Frankie and Johnnie's Going Strong as End Nears


A friend was good enough to treat me to dinner at Frankie & Johnnie's Steakhouse on 45th Street the other night, giving me a chance to enjoy the former speakeasy and Theatre District staple before the Death March of Progress yanks it down.

I was surprised to find the place thronged, packed to the gills with noisy, happy diners. According to my friend, it's always that busy. We sat in a corner banquette with a full view of the actions, under a photograph of Robert Preston dining with Sandy Dennis (!) at the eatery back in the 1960s. Tables and chairs are packed tightly together in the small room and the seasoned waiters swan in and around the narrow spaces between with ease.
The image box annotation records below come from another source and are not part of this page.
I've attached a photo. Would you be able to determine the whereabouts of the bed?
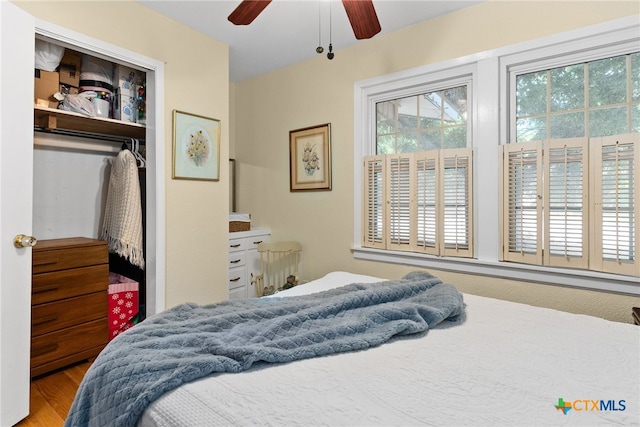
[67,272,640,427]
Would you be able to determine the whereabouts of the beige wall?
[233,1,640,322]
[15,1,230,307]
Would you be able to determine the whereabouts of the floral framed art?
[289,123,331,191]
[172,110,220,181]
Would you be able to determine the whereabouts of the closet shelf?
[33,106,146,139]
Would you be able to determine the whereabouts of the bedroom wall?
[232,0,640,322]
[15,0,229,307]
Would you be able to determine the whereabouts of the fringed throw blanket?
[101,150,144,268]
[65,272,464,427]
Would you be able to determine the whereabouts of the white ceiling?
[138,0,482,82]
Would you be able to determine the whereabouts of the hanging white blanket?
[101,150,144,268]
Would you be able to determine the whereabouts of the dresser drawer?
[31,264,109,305]
[244,236,269,251]
[229,252,247,268]
[32,240,109,274]
[229,239,245,252]
[31,291,108,337]
[229,267,247,289]
[31,317,109,375]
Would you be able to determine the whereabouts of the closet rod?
[33,126,145,145]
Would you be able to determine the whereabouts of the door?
[0,1,35,426]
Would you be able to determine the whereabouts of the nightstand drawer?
[31,264,109,305]
[31,291,108,337]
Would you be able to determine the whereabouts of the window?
[353,16,640,294]
[362,84,473,257]
[515,52,640,142]
[502,52,640,274]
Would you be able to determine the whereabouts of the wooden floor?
[16,362,91,427]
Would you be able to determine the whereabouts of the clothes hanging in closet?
[101,149,144,269]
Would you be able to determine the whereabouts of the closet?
[32,30,158,375]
We were mothered over by a veteran waiter whose mindful, decorous manner made us feel quite cared for. We both ordered the Filet Mignon with Mushroom Cap, along with sides of garlic mashed potatoes and spinach. I'm not much of a steak fan, so I was surprised how happy the entree made me. It was a beautiful piece of meat from start to finish, tender and flavorful. The mashes potatoes were a dream. We downed it with a superb half-bottle of 2004 Grgich Cabernet Sauvignon.



It's quite a cozy room and it's sad to think it will be gone by January (according to our waiter). It still has a secret, sequestered air to it, and the vista looking through the blinds down on the busy Broadway side street of W. 45th Street is a bird's-eye close-up you can't enjoy anywhere else. The spot shows its age, with the stairs up to the restaurant, and another flight up to the bathrooms, visibly slanting and sloping at curious angles.

The trip up to the bathroom is worth a visit. I wondered if this stairwell once served as an escape route to a secret room or passage when 1920s guests were surprised by unwelcome visits from the police. There is also an old Daily News clipping hung next to the men's room that is worth a perusal. It concerns an 1963 encounter between Jason Robards and Richard M. Nixon in the F&J bar. A drunk Robards was singing old Irish tunes when he spied Nixon at the bar with some government men and let go with "Trick Dick! What the hell are you doing here?" He continued: "You were a lousy football coach. You were a lousy Vice-President, and you'll never be President." Nixon tried to laugh off the encounter by offering to pay for a round for the room. He put $20 on the bar, but kept his arm around the bill. Sure enough, when he left, he surreptitiously repocketed the $20, therefore stiffing Frankie & Johnnie's.

Bet Robards thought of that night often when filming "All the President's Men."